Practical case studies
Use this template to apply broad theory to a specific historical, political, or social movement.
Prompt: Briefly outline a significant movement related to [your area of research]. Compare how two different theoretical lenses explain its success or failure. What "lessons learned" apply to future movements?
Past samples:
- Taking into account cultural, political, and economic considerations, account for the viability of an independent Kashmir.
- Using three case studies, discuss technological development in visual culture in Modernity. What are the essential components of the studies of visual culture? And how technical progress has influenced our perception of our surroundings.
- Women’s rights were among the overarching tenets of communism in Eastern Europe. How might the legacy of communism play into present-day representations of women in the Ukrainian war, and in what ways does it disrupt the hegemony of hyper-masculinity in the military?
- Discuss the historiography of the Kashmir conflict, identifying schools of thought and prospects for resolution.
- Discuss how race-centric movements like the "Alt-Right" exist amorphously and yet maintain momentum. What is the function of race and nationhood in sustaining them?
- How has the relationship between Islamic Art, institutions, and patrons developed post-9/11? Use an institutional case study.
- What are the socio-economic implications of increased digitization and virtualization of money? Are there opportunities for financial inclusion, access to banking services, and money exchange particularly for marginalized and unbanked/underbanked populations?
Part 3: Secondary field / Methodological and technical literacy (Minor)
Focus on a "secondary field of specialization, and/or a specific methodological or professional area."
Methodological corrective
Use this template to demonstrate your understanding of the "blind spots" in research tools.
Prompt: Explain the mechanics of [Method A] and the data it captures. Critique its "blind spots" regarding [Human/Social Element]. Demonstrate how [Method B] acts as a corrective.
Past samples:
- How can the multi-modal interactions of digital ethnography remedy shortcomings in traditional ethnographic approaches?

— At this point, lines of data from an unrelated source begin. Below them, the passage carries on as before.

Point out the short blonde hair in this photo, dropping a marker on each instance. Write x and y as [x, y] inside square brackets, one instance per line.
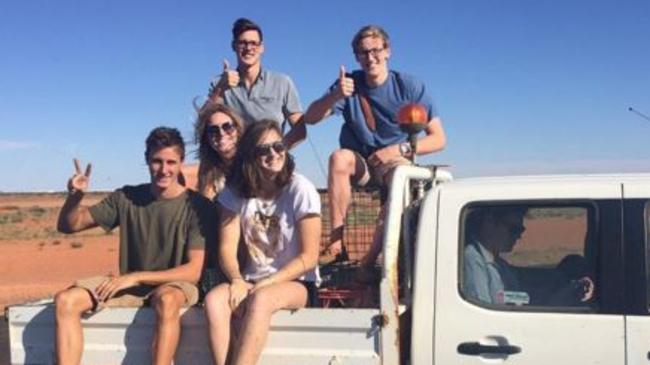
[370, 31]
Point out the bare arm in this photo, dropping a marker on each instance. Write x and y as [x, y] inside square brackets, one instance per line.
[73, 216]
[229, 234]
[309, 230]
[322, 108]
[433, 141]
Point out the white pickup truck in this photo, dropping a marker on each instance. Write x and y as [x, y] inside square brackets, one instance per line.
[573, 225]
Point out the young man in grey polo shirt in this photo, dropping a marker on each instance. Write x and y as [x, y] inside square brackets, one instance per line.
[257, 93]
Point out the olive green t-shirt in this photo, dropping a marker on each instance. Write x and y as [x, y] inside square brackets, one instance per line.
[155, 234]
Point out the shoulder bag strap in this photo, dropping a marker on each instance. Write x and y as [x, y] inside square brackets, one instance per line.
[367, 112]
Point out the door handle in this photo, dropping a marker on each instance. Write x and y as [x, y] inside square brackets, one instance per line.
[475, 348]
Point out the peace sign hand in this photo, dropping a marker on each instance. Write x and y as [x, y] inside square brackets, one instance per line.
[78, 181]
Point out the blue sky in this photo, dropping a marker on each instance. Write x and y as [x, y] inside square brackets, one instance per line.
[522, 86]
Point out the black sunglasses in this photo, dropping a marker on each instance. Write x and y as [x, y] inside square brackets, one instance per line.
[264, 150]
[225, 128]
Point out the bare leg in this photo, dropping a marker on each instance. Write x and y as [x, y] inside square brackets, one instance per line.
[219, 315]
[260, 306]
[70, 304]
[167, 302]
[341, 169]
[375, 249]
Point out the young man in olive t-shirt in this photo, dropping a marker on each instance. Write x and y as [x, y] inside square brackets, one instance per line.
[163, 232]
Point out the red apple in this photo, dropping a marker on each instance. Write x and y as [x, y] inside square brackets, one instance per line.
[412, 113]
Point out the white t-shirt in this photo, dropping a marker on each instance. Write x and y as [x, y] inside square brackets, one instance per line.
[269, 226]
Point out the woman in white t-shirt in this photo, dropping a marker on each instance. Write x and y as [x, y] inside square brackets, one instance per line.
[277, 213]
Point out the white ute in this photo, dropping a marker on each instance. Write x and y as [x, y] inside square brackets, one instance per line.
[589, 225]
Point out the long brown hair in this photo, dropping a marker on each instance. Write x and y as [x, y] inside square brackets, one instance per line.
[247, 177]
[212, 166]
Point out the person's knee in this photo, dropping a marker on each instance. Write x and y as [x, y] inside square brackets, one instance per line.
[260, 303]
[68, 302]
[168, 304]
[341, 162]
[216, 301]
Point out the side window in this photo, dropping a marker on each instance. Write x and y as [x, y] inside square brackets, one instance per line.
[529, 255]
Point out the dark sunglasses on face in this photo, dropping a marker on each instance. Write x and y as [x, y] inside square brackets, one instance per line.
[248, 44]
[225, 128]
[516, 229]
[264, 150]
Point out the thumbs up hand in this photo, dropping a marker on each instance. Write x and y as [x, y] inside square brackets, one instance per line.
[345, 87]
[229, 77]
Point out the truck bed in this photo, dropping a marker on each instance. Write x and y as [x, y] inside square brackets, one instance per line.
[123, 336]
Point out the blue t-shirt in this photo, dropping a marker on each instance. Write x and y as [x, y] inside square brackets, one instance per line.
[385, 101]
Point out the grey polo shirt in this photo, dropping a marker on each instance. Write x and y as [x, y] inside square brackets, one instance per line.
[272, 96]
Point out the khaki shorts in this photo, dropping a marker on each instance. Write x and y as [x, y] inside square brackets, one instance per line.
[136, 296]
[376, 176]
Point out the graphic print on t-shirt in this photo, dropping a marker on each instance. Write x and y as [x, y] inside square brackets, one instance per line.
[265, 237]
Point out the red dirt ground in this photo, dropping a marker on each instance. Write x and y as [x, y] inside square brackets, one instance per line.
[35, 268]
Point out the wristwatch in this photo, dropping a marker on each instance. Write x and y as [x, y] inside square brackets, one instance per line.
[405, 149]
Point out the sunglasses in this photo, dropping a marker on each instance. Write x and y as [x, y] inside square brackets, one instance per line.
[225, 128]
[264, 150]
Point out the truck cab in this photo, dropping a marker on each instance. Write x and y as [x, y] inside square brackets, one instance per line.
[593, 225]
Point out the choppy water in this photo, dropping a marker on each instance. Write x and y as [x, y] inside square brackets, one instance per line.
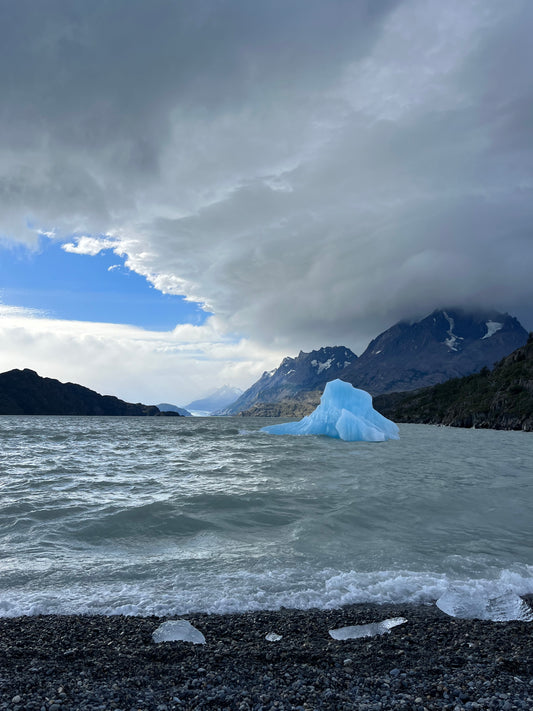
[167, 516]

- Given the power dynamics embedded in photographic technology, what are the benefits and limitations of photovoice as a participatory and creation-based data collection method?
- How might approaches to trauma, delusion, and existential anxiety reframe madness not merely as passive suffering but a form of being that generates meaning under the conditions of constraint? How might we approach excess not as pathology, but as another form of knowledge?

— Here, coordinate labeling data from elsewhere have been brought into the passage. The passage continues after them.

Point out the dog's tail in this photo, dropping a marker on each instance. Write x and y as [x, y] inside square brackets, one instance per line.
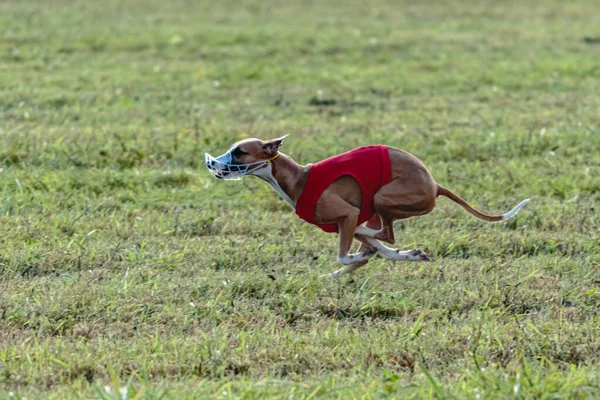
[442, 191]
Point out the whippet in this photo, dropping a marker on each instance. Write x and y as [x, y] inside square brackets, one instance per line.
[358, 194]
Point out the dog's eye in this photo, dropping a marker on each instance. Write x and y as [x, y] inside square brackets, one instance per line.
[238, 152]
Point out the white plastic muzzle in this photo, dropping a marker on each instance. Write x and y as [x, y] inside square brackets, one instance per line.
[224, 169]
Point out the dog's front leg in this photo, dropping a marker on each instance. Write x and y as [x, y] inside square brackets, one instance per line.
[347, 226]
[352, 267]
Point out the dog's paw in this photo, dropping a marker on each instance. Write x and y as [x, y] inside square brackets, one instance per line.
[369, 251]
[421, 255]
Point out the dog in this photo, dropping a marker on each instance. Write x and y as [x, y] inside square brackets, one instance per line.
[358, 194]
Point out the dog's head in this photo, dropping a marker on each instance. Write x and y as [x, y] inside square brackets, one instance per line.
[243, 158]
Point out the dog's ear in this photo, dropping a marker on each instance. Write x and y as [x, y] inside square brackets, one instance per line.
[271, 147]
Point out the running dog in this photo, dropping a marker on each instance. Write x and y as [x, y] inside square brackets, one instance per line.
[358, 194]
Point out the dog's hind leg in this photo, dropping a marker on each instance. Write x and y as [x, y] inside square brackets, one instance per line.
[394, 254]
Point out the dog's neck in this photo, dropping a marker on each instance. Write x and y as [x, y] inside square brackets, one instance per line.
[285, 176]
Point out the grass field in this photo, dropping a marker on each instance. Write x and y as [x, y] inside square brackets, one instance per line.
[127, 270]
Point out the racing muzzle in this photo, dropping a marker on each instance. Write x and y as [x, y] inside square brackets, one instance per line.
[222, 168]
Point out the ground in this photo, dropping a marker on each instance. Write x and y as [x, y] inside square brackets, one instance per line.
[125, 268]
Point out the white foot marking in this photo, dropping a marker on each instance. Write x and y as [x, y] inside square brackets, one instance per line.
[363, 230]
[397, 255]
[364, 255]
[515, 210]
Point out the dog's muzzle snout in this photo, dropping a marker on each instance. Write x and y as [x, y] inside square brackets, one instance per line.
[227, 170]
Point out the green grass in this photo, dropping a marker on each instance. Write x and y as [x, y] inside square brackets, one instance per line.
[123, 264]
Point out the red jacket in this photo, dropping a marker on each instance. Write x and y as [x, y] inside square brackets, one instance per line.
[371, 168]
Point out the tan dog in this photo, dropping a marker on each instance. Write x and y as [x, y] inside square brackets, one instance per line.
[411, 191]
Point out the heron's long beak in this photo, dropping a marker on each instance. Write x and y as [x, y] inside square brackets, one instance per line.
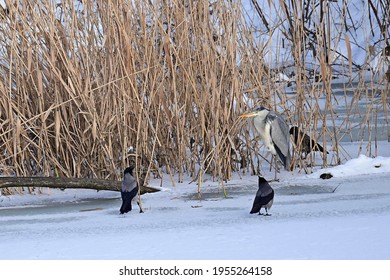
[247, 115]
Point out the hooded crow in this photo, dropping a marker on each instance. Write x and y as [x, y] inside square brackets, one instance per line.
[307, 144]
[264, 197]
[128, 191]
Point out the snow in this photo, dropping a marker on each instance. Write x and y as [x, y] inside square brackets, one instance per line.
[345, 217]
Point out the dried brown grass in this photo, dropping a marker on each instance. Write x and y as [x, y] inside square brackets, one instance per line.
[78, 88]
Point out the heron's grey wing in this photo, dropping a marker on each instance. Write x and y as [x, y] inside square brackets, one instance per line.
[279, 132]
[280, 136]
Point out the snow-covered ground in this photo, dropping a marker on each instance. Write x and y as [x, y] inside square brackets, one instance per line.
[345, 217]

- How has research-creation been theorized as a hybrid theory/practice method? Provide case studies that integrate theory and practice.
- Describe the “ontological turn” in anthropology, discuss its criticisms, and examine its points of contact with other work.
- Explain the makings of the Canadian nation state and its employment of racialization using the texts on your list.
Tool vs. agency
Use this template to evaluate the relationship between technical design and human behavior.
Prompt: Describe the technical design features of [Specific Technology]. Evaluate the debate between "technological determinism" and "human agency" in this context. Analyze a case where users reshaped the tool.
Past samples:
- The Proteus Effect suggests behavioral changes in game players via avatars. Explain claims regarding immersive embodiment. What are the issues with these claims?
- How can understanding platform affordances (Twitter, TikTok) illuminate how celebrity operates?
- “Big Other's” ecosystem and its radical indifference. How does interdependence and interoperability affect collective privacy?
- To what extent can national business culture influence the technology adoption life cycle?
- What is the 'girl' in girls' studies? How has the field theorized girlhood and visibility in digital culture?
Important considerations
You must finalize your specific bibliography and questions in consultation with your supervisor and committee.